Connecticut River Coordinator's Office
Northeast Region
 
Coordinator releasing portion of over 4,500 blueback herring netted and transferred to the Farmington River CT for restoration in 2010 with CTDEP. Additional 3,500 moved into the Westfield River and upstream of Holoyoke Dam in the first year of this initiative. Credit: USFWS
Coordinator releasing portion of over 4,500 blueback herring netted and transferred to the Farmington River CT for restoration in 2010 with CTDEP. Additional 3,500 moved into the Westfield River and upstream of Holyoke Dam in the first year of this initiative. Credit: USFWS

Contact Information

The U.S. Fish and Wildlife Service Fish and Wildlife Management Assistance program is made up of 64 field offices nationwide, including the Connecticut River Coordinator’s Office. The Connecticut River Coordinator’s Office is one of a dozen Management Assistance Offices in the Northeast. These offices are all involved in native and migratory fish and wildlife conservation which includes activities like coordination of diverse interests, fishery management planning, aquatic nuisance species management, assessment and monitoring of the status of the resource, public outreach and fish passage.

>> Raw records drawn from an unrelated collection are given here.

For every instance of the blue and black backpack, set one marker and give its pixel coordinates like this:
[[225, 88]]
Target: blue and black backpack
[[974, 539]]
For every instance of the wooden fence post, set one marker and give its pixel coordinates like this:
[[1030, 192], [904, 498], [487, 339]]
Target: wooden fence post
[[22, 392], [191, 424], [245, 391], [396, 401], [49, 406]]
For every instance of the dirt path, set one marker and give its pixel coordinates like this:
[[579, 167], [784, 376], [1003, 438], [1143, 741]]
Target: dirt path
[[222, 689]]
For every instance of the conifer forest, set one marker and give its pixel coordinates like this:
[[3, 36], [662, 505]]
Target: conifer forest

The Connecticut River Coordinator’s Office was established in 1967 to coordinate the cooperative, interagency, multi-state migratory fish restoration program in the Connecticut River basin. The program is guided by the Connecticut River Atlantic Salmon Commission according to a Congressional mandate.

The first attempt to restore Atlantic Salmon to the Connecticut River was in the 1860s – some 50 years after salmon were first lost from the river. The same partners were involved back then but they had fewer resources at their disposal. Despite that fact, they re-established a run, but later abandoned the program because dams on tributaries blocked fish access to spawning and nursery habitat and fishways did not work well, the river was polluted, and harvest regulations were repealed in Connecticut.

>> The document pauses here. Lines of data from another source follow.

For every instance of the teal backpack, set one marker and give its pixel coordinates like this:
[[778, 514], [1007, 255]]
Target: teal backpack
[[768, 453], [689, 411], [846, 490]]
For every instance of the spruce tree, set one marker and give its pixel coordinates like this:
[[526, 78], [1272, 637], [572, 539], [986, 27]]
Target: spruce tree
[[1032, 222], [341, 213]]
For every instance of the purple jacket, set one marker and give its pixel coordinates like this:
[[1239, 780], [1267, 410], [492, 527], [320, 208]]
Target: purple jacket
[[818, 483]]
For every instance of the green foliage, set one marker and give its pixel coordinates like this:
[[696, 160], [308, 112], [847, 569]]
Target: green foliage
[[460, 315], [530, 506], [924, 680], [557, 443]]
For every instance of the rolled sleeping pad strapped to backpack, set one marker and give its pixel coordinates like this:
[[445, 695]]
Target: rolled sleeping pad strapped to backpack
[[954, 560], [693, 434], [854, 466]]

In 1967 resource management agencies again attempted to restore salmon, working together first under a broad Statement of Intent which was later formalized into Public Law 98-138. The Connecticut River Coordinator's Office was created when U.S. Fish and Wildlife Service agreed to fund the salary of someone who would coordinate the effort and the States agreed to help with the cost of program administration.

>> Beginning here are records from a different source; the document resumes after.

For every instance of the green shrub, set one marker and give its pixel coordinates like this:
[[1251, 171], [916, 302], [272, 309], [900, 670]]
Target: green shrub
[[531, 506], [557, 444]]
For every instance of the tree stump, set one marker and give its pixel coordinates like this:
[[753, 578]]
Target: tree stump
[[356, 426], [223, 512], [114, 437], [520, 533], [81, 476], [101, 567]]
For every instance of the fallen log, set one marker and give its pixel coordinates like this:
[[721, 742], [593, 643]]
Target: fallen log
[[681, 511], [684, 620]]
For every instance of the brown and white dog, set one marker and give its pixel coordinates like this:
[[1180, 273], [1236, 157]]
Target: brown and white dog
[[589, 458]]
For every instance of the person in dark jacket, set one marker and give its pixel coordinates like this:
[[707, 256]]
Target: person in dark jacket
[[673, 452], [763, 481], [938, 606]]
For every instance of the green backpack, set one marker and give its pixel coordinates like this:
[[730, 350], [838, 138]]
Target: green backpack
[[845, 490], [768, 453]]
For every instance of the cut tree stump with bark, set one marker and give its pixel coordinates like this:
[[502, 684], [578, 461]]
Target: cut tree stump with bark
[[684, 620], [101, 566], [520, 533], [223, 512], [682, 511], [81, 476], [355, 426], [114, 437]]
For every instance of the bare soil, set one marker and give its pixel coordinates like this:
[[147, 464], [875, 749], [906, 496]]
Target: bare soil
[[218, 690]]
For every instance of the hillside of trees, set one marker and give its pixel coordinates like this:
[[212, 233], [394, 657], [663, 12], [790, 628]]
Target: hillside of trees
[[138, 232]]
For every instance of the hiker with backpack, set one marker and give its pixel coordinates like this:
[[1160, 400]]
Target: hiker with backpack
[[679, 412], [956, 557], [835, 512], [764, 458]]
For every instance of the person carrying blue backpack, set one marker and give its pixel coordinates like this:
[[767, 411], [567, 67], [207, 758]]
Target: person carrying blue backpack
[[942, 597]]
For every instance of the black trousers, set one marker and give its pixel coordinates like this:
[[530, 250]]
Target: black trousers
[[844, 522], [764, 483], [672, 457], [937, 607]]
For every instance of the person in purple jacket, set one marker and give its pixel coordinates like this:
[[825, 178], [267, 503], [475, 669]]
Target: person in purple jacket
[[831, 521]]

In 2012, the U.S. Fish and Wildlife Service announced that it would no longer culture salmon for restoration efforts in the Connecticut River Basin due to low return rates and the science supporting salmon restoration. Although the Service will continue Atlantic Salmon monitoring as adult fish are expected to return through 2017, efforts will focus on other migratory fish in the basin, including American shad, American eel, river herring, and shortnose sturgeon, their habitats, and access to and from those habitats.

The Connecticut River Coordinator's Office addresses the mission of restoring migratory fish to the Connecticut River by providing effective coordination, information management, technical assistance and advocacy:

  • As Executive Assistant to the Connecticut River Atlantic Salmon Commission, the Coordinator serves as a liaison for the seven cooperating State and Federal resource management agencies, three major utility companies, dam owners, and a variety of other interested organizations and people. The role is designed to facilitate cooperative, basin-wide program administration, meetings and effective decision-making for a variety of migratory fish.

  • Scientific data and historic records are maintained and reported to cooperators and the public through reports, Web site and the Fish Returns Hotline.

  • Funding and expertise is provided to assist with habitat restoration and aquatic nuisance species management.

The efforts of the Coordinator's Office have contributed to (1) reintroduction of the once extirpated Atlantic salmon, (2) the continuing restoration of American shad and herring to much of their historic range, (3) the restoration of habitat accessibility through fishway construction and dam removal, (4) the fishing success of basin anglers who use the Fish Returns Hotline, and (5) the education of countless young stewards throughout the watershed.